Another surprise, this one more sobering, was learning that “life back then” was nothing like the romanticized, nostalgic stories we pick up from family tales and children’s books. In researching 1880s prairie life in the American Midwest, I was shocked to discover how poor those farms were, and how desperate the lives of the settlers. I knew they didn’t have much, but I hadn’t understood how devastating the smallest setbacks could be. For starters, people died all the time, from childbirth to gruesome farm accidents to starvation to illnesses that swept through prairie towns. If a family couldn’t feed all their children, they often lent out the older ones (anyone older than six) to other families or relatives as labor. Calamities always seemed around the next corner: debt, tornados, drought, prairie fires, locusts and birds destroying crops, storms and bad weather ruining what was left. It’s a wonder anybody survived.

And things in 1880s Norway were no picnic, either. A man of Norwegian-American immigrant descent heard me talk recently about the difficult social conditions in Norway at that time, and commented later that it was nothing like the idealized version of the old country he had picked up from his grandparents.

What I found in history wasn’t just depressing facts, however. Each challenging circumstance for immigrants could also be seen as an interesting plot point. In truth, I rarely made up plot twists with just my imagination. Instead, I relied on the actual facts. When I had to kill off a character, I researched prairie diseases, and unearthed the interesting history of diphtheria, a scourge that killed mostly children, as adults seemed to be immune.

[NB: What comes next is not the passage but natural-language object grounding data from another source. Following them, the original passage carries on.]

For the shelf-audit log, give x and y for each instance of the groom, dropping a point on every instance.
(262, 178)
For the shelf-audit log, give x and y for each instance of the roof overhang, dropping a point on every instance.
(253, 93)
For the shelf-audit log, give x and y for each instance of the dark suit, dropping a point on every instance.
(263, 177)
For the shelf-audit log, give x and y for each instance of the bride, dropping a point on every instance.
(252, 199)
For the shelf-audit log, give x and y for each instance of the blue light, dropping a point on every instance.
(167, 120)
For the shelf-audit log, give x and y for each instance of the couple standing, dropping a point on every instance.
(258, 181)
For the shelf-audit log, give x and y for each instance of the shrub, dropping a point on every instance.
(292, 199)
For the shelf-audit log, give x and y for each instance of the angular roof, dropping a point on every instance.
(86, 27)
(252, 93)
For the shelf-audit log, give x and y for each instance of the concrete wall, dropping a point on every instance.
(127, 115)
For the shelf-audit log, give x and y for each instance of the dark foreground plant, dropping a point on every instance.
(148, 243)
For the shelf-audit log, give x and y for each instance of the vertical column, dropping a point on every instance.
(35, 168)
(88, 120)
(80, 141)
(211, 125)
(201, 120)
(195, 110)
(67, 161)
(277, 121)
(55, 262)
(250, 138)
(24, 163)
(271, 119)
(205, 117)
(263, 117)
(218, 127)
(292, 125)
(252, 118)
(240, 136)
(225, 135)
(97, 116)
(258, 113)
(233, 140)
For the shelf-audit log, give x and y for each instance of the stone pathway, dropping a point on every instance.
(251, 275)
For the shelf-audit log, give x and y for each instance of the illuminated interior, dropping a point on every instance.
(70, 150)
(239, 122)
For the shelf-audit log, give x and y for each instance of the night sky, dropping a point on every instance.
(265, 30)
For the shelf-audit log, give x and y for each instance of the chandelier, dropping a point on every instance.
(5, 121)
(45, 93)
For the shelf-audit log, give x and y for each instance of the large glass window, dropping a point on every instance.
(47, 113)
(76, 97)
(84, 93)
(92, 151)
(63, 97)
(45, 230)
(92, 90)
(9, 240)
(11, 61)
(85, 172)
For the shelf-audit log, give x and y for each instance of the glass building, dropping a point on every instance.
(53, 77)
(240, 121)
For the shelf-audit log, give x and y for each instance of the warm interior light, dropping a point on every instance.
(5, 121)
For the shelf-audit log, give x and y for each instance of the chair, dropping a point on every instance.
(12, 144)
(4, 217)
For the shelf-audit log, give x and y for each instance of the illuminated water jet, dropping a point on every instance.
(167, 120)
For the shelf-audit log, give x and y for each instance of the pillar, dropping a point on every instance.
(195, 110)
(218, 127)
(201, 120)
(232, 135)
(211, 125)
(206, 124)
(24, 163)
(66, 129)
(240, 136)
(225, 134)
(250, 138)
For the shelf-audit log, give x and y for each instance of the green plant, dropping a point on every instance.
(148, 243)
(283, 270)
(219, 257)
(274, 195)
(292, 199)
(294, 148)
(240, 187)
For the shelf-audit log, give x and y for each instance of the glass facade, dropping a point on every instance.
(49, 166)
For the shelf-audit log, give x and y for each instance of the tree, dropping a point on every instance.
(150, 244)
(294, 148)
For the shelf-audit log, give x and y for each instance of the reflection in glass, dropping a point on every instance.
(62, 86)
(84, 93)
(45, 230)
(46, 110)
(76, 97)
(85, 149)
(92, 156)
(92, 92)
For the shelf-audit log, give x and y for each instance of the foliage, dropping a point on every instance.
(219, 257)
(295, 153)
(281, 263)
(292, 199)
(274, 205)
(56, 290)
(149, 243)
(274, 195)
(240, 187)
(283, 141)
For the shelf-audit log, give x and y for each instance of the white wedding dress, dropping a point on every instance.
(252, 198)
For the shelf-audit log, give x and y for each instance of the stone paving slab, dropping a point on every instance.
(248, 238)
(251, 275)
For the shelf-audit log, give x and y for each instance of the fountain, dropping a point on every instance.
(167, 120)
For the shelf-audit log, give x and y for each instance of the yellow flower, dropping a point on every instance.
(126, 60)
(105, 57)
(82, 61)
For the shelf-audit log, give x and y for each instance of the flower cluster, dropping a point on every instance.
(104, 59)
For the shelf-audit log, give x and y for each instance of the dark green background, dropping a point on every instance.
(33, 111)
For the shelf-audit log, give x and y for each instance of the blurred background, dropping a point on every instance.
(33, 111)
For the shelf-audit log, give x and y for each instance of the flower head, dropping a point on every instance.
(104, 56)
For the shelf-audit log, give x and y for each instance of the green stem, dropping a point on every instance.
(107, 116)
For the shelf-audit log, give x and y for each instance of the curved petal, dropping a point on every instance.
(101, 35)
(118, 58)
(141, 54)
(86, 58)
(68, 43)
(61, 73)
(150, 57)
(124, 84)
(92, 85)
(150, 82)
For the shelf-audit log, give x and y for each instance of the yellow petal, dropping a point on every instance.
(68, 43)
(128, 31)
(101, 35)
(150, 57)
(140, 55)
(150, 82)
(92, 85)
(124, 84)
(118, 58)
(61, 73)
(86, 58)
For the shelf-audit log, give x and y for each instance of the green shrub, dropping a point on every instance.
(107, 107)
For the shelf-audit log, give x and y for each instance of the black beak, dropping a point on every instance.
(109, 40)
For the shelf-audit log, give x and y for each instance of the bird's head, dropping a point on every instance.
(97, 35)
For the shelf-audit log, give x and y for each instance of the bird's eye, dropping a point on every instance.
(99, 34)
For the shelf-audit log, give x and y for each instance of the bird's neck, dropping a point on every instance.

I read hair-raising accounts of families that lost all their children in a single week, or other families that saved a few of their kids by sending them to live in the barn for a month. It was haunting, and it was true – the best kind of historical research.

Despite all my digging, however, I struggled to capture life authentically in my story until I started reading novels written in those time periods. Contemporary novels do a great job of breathing life into social interactions – how people speak to each other, what they talk about, what seems to motivate the characters. They are also filled with visual details about dress and style, furnishings and other elements that bring a scene to life. Another challenge was being careful to use only words that were common in the time I was writing about. For the storyline set in the 1880’s, that meant checking my writing for anything too modern, such as post-Freudian language. Could I say that my heroine “obsessed” about something? Would that mean the same thing that it does today or signal a more contemporary time? I went through the entire book crossing out words that didn’t work.

The hardest challenge, however, was leaving out the seaweed. The ship Nora crossed on had narrow bunks with mattresses stuffed with dried kelp and bladderwrack. I loved that seaweed, but when I tucked it into the story, it didn’t fit. Lots of my beloved facts didn’t fit, and many still float around in my head looking for an outlet. But the real trick to writing an historical novel is creating an authentic and dynamic visual world, not serving up a curio cabinet of fun details. Isabelle Allende says that, to write historical fiction, you must fill your head with stacks of research, and then push it all aside and write the story out of your heart. The heart knows what fits, even if the head still loves the seaweed.

Wendy Swallow, May 1, 2020

About Wendy Swallow

Wendy Swallow writes about women’s challenges, now and in the tender past. She is the author of Breaking Apart: A Memoir of Divorce and The Triumph of Love over Experience: A Memoir of Remarriage. Swallow became fascinated with Henrik Ibsen’s iconic character Nora Helmer after she left her first husband. Searching for Nora is her first historical novel.